Ring: If you make anything, who wouldn’t be a perfectionist? You always want it to be the best possible, that’s why I never really understood that term. Maybe some people get more obsessed with it than others, maybe some people can say ‘Easy it’s done’ and some can’t. And since digital music production, it has become much harder to say that something is finished.
What does the future hold for Moderat now that the album trilogy is complete?
Ring: Right now it’s a big mystery. But it feels like we finished something. The main reason to do this record was to have more material to play live because that’s what we actually enjoy most in the end. At some point if you don’t have enough material to choose from, it’s not so easy to play. Our shows shouldn’t be like song after song after song. It should be some kind of dynamic curve and they need to have transitions from time to time, so it’s better to have more material.
What do you envision for the tour?
Ring: The first two shows had some kind of more or less iconic shape which you could already recognize even when the show hadn’t started. And now it’s just got to be stage with three tables and a different shape, but there’s nothing you wouldn’t see.

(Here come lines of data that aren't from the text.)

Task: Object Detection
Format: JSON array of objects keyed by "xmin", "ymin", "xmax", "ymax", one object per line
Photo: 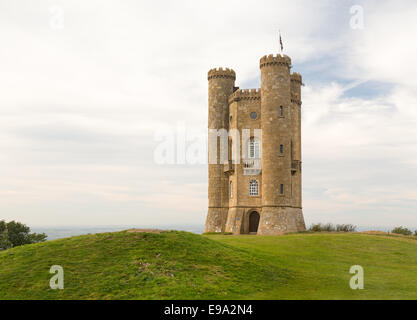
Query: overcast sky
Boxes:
[{"xmin": 0, "ymin": 0, "xmax": 417, "ymax": 227}]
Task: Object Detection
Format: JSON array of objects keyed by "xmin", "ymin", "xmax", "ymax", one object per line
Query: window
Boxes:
[
  {"xmin": 249, "ymin": 180, "xmax": 259, "ymax": 196},
  {"xmin": 248, "ymin": 138, "xmax": 261, "ymax": 159}
]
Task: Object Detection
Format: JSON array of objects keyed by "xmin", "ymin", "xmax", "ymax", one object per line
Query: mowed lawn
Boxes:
[
  {"xmin": 0, "ymin": 231, "xmax": 417, "ymax": 299},
  {"xmin": 210, "ymin": 233, "xmax": 417, "ymax": 299}
]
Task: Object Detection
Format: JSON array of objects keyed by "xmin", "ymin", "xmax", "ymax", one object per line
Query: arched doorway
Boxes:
[{"xmin": 249, "ymin": 211, "xmax": 260, "ymax": 234}]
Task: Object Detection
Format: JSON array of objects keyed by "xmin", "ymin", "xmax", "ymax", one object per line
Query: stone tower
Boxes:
[{"xmin": 205, "ymin": 55, "xmax": 305, "ymax": 235}]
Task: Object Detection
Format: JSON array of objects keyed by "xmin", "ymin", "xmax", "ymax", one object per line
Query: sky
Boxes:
[{"xmin": 0, "ymin": 0, "xmax": 417, "ymax": 227}]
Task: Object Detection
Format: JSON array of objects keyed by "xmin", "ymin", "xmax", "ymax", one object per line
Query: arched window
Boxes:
[
  {"xmin": 249, "ymin": 180, "xmax": 259, "ymax": 196},
  {"xmin": 248, "ymin": 138, "xmax": 261, "ymax": 159}
]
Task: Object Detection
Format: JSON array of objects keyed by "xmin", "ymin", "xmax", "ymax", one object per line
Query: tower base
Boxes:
[{"xmin": 204, "ymin": 208, "xmax": 229, "ymax": 233}]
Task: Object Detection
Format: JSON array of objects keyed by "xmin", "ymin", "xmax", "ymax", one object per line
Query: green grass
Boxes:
[{"xmin": 0, "ymin": 232, "xmax": 417, "ymax": 299}]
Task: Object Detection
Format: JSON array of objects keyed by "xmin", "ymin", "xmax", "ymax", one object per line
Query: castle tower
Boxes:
[
  {"xmin": 258, "ymin": 55, "xmax": 305, "ymax": 235},
  {"xmin": 205, "ymin": 55, "xmax": 305, "ymax": 235},
  {"xmin": 204, "ymin": 68, "xmax": 236, "ymax": 232}
]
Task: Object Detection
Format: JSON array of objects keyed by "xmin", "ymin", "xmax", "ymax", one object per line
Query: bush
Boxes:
[
  {"xmin": 308, "ymin": 223, "xmax": 356, "ymax": 232},
  {"xmin": 391, "ymin": 227, "xmax": 413, "ymax": 236},
  {"xmin": 309, "ymin": 223, "xmax": 336, "ymax": 232},
  {"xmin": 0, "ymin": 220, "xmax": 47, "ymax": 251}
]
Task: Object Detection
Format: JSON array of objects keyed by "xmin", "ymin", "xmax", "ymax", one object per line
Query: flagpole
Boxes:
[{"xmin": 278, "ymin": 29, "xmax": 282, "ymax": 56}]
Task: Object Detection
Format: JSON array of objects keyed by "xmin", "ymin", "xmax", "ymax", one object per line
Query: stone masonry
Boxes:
[{"xmin": 205, "ymin": 55, "xmax": 305, "ymax": 235}]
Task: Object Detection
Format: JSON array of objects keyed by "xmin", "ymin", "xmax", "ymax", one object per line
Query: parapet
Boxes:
[
  {"xmin": 229, "ymin": 89, "xmax": 261, "ymax": 103},
  {"xmin": 260, "ymin": 54, "xmax": 291, "ymax": 68},
  {"xmin": 291, "ymin": 72, "xmax": 303, "ymax": 85},
  {"xmin": 208, "ymin": 68, "xmax": 236, "ymax": 80}
]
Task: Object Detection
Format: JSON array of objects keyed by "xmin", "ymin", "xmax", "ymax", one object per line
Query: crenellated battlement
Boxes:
[
  {"xmin": 208, "ymin": 68, "xmax": 236, "ymax": 80},
  {"xmin": 260, "ymin": 54, "xmax": 291, "ymax": 68},
  {"xmin": 229, "ymin": 89, "xmax": 261, "ymax": 103},
  {"xmin": 291, "ymin": 72, "xmax": 303, "ymax": 85}
]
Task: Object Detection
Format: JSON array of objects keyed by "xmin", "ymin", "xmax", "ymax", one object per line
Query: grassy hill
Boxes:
[{"xmin": 0, "ymin": 232, "xmax": 417, "ymax": 299}]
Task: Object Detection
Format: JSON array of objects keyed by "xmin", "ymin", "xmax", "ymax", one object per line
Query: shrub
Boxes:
[
  {"xmin": 391, "ymin": 227, "xmax": 413, "ymax": 236},
  {"xmin": 309, "ymin": 223, "xmax": 336, "ymax": 232},
  {"xmin": 308, "ymin": 223, "xmax": 356, "ymax": 232},
  {"xmin": 0, "ymin": 220, "xmax": 47, "ymax": 251},
  {"xmin": 336, "ymin": 224, "xmax": 356, "ymax": 232}
]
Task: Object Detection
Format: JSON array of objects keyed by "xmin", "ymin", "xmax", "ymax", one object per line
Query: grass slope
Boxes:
[{"xmin": 0, "ymin": 232, "xmax": 417, "ymax": 299}]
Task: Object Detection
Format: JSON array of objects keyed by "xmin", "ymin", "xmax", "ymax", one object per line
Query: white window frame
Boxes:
[
  {"xmin": 249, "ymin": 180, "xmax": 259, "ymax": 197},
  {"xmin": 248, "ymin": 138, "xmax": 261, "ymax": 159}
]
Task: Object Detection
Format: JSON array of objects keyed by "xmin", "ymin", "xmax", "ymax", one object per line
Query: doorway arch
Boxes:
[{"xmin": 249, "ymin": 211, "xmax": 261, "ymax": 234}]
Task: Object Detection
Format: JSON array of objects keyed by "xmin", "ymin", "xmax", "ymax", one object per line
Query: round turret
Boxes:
[{"xmin": 205, "ymin": 68, "xmax": 236, "ymax": 232}]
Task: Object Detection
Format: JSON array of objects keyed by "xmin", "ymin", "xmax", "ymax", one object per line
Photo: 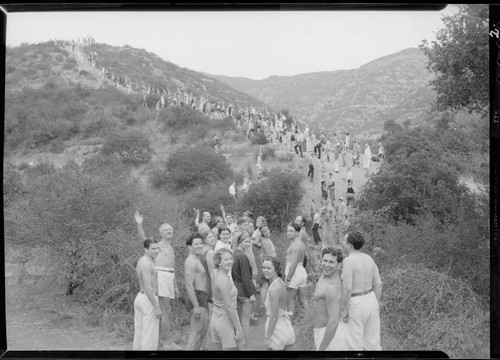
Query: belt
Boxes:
[
  {"xmin": 351, "ymin": 289, "xmax": 373, "ymax": 297},
  {"xmin": 156, "ymin": 268, "xmax": 175, "ymax": 274},
  {"xmin": 139, "ymin": 290, "xmax": 158, "ymax": 296}
]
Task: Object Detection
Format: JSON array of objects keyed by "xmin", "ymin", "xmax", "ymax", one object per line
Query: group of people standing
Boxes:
[{"xmin": 133, "ymin": 205, "xmax": 382, "ymax": 351}]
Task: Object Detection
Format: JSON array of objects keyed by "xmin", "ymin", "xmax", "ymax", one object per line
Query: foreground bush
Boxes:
[
  {"xmin": 382, "ymin": 263, "xmax": 490, "ymax": 358},
  {"xmin": 5, "ymin": 157, "xmax": 138, "ymax": 300}
]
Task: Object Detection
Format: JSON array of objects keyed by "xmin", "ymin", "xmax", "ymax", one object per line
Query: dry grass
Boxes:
[{"xmin": 382, "ymin": 264, "xmax": 490, "ymax": 358}]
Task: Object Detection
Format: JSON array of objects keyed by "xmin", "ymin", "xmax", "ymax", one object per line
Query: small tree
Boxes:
[
  {"xmin": 237, "ymin": 168, "xmax": 303, "ymax": 229},
  {"xmin": 101, "ymin": 130, "xmax": 153, "ymax": 165},
  {"xmin": 166, "ymin": 147, "xmax": 232, "ymax": 192}
]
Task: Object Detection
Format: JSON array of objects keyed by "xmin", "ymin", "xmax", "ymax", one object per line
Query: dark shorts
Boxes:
[{"xmin": 186, "ymin": 290, "xmax": 208, "ymax": 311}]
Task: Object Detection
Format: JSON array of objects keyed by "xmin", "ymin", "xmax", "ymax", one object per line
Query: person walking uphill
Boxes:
[
  {"xmin": 132, "ymin": 239, "xmax": 162, "ymax": 350},
  {"xmin": 341, "ymin": 231, "xmax": 382, "ymax": 351},
  {"xmin": 231, "ymin": 231, "xmax": 256, "ymax": 345},
  {"xmin": 134, "ymin": 211, "xmax": 181, "ymax": 350}
]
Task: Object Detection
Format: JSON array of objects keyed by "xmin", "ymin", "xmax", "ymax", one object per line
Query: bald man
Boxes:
[
  {"xmin": 134, "ymin": 211, "xmax": 182, "ymax": 350},
  {"xmin": 193, "ymin": 209, "xmax": 212, "ymax": 237}
]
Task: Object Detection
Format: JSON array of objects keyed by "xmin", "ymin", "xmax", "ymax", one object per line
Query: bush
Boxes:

It just all comes together during the show. What we always wanted was more of…. just like the right order of things and the dynamics. So we’re trying to work on this a lot, I think that’s really important. I learned this while making theater music.
Bronsert: The composition through the whole show, you know. Telling the story.
Ring: I worked with a director who always makes very long plays and one was 5 1/2 hours and it was very impressive how the few things he had kept it interesting during the five hours. Just because he took a lot of time to introduce new elements and I think that was quite inspiring. For a live show generally, it’s always very important to remember if you want to hear something very big, you need to go small before that and it’s all about the contrast.
What’s special or different about performing together compared with your individual projects?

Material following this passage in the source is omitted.